Getting to the Point

“I’m not someone who says ‘if you have nothing to fear, you have nothing to hide,’” Vogel said when interviewed. “But when you’re doing it with taxpayer money, then I think we all have a right to transparency and accountability—especially when it’s not a moral question about whether an act was right or wrong, but whether an act was in accordance with the school’s own policies.”

Vogel’s lawsuit over a batch of public records requests from two years ago may seem like hue and cry over nothing at first glance. Recent history reveals it to relate to a fundamental tension at Evergreen between its behaviour and character as an institution on the one hand and its stated ideals on the other. 

“The school likes to make a lot of claims about its relationship to broad ideas like justice and accountability. I think, beyond the obvious legal transgressions in this lawsuit, Evergreen should be very excited to respond to public records requests in a timely manner. I don’t know how one can espouse those virtues without transparency,” Vogel continued. “It’s nice to have an Office of Diversity, Equity, and Inclusion. But without giving members of the community the right to actually audit the school’s approach to these issues, we don’t know whether those policies are effective.”

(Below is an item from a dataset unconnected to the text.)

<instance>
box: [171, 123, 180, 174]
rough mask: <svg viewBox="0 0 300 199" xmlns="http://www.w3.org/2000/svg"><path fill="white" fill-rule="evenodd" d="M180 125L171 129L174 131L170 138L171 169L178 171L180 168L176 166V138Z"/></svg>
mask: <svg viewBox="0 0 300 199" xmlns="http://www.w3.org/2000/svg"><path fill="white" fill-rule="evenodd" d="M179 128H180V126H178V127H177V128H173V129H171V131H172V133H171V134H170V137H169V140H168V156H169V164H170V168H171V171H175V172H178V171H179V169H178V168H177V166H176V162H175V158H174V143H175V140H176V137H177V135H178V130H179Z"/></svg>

When asked his feelings about Interim President Carmichael, Vogel concluded, “A good way to endear Carmichael to the student body would be to settle both these lawsuits immediately and apologize to the campus. Not just for these transgressions, but for many of the actions taken under George Bridges’ tenure, which includes the underhanded purchase of assault weapons for Police Services. I think Evergreen has a lot of historical mistakes that if I were an interim president coming into a college that desperately needs a change in culture, I would try and mark the beginning of a new era by acknowledging and apologizing for.”

John Carmichael was not available for comment prior to publication.